Si tu habites une commune de la Région parisienne, il y a deux chances sur trois pour que tu boives, sans le savoir, de l'eau du SEDIF.

Depuis - tiens-toi bien - 1923, ce syndicat a fait le choix de déléguer à la Générale de Eaux, aujourd'hui Véolia, les services de l'eau.

Seulement voilà, cette gestion privée a des coûts faramineux et pèse lourd sur la facture d'eau, diverses études le prouvent. L'UFC Que-Choisir parle même de sur-profits de 90 millions d'euros par an.

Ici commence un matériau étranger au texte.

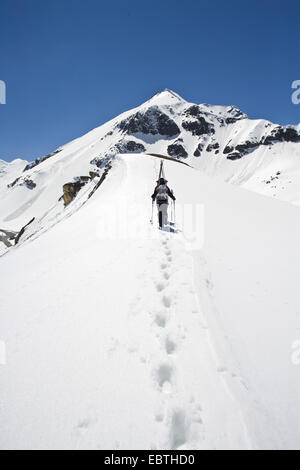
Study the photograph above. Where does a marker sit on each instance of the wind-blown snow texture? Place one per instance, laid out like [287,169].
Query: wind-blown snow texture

Il se trouve que le contrat de cession de la gestion de l'eau à Véolia arrive à échéance en janvier 2011. Tu te dis : belle opportunité pour tout remettre sur la table, et pourquoi pas rendre à nouveau publique la gestion de l'eau. Tout comme la Ville de Paris a annoncé son intention de le faire.

Pour ça, il faudrait que la question soit débattue publiquement, que les quelques 4 millions de franciliens concernés aient leur mot à dire, que leurs maires leur donnent la parole, que les études soient rendues publiques, enfin, qu'il y ait un tout petit poil de démocratie dans cette affaire. On ne parle pas des croissants du matin, là. Mais de l'eau. D'un bien, précieux, fragile, soumis à des agressions et contaminations nombreuses liées à nos modes de vie. D'un bien pour lequel on est légitime à penser qu'avoir des comptes à rendre à des actionnaires, plutôt qu'à des usagers, n'est pas la meilleure des garanties possibles pour l'avenir.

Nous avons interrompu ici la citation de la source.